But Seifer never did. Could never stand that no matter how hard he tried, Roxas was a leader without effort, was principled despite his age.

How had he become so much more than a child?

Roxas wondered at the way Sora smiled in his dreams. He practiced the expression in his mirrors, but saw only himself, a pale imitation and wondered, not for the first time, if he was Sora's dream and not the other way around.

He wondered what that would mean and a sense of impermanence made him shudder. What did that pantheon of darkness mean? Disorder? The elements pitted against one another, united beneath a depraved Father.

"Father," Roxas murmured, touching his lips as they formed the word. He tried to recall his father's face, but there was nothing to remember. Only those eyes, golden and feline, powerful.

Like father like son… who suffered for whose sins?

Roxas wondered if there was any hope for change in his life. He feared—(knew, he knew)—there was nothing for him. The swan had never been born.
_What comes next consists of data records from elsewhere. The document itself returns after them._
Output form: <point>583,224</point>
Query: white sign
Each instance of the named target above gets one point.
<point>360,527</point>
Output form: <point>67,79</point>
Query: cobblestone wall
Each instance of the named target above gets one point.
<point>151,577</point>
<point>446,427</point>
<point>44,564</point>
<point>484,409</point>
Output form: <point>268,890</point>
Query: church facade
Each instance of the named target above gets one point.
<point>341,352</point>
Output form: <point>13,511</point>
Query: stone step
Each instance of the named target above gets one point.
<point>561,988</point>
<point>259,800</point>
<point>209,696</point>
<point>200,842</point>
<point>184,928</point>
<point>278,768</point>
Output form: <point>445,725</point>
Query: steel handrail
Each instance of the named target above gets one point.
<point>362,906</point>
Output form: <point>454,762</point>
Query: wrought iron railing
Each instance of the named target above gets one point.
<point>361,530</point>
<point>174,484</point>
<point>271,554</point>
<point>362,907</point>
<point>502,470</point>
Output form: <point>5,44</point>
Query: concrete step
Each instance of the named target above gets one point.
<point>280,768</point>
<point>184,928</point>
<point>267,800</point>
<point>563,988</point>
Frightening dreams, remembrances. Roxas wondered what it felt like to feel safe, his mind turned towards Axel and perhaps in the cocoon of the man's lies, Roxas had once felt safe. Perhaps there was some part of that shattered family that had made him feel safe…

It began to rain not long after he left his sister and Roxas saw Demyx's dancing figure flitting about on the castle's roof. Roxas went to join him and Demyx's eyes sparkled with pleasure at the attention.

He taught Roxas a dance before midnight came and the two of them practiced it in the rain to the explosion of the sunset over their twilight cage.

"You're more graceful than I thought, puppy feet," Demyx joked and Roxas smiled at him brilliantly.

"You're the best of us, do you know that, Demyx?" he asked. Something in his own voice making him tremble with sadness and desire.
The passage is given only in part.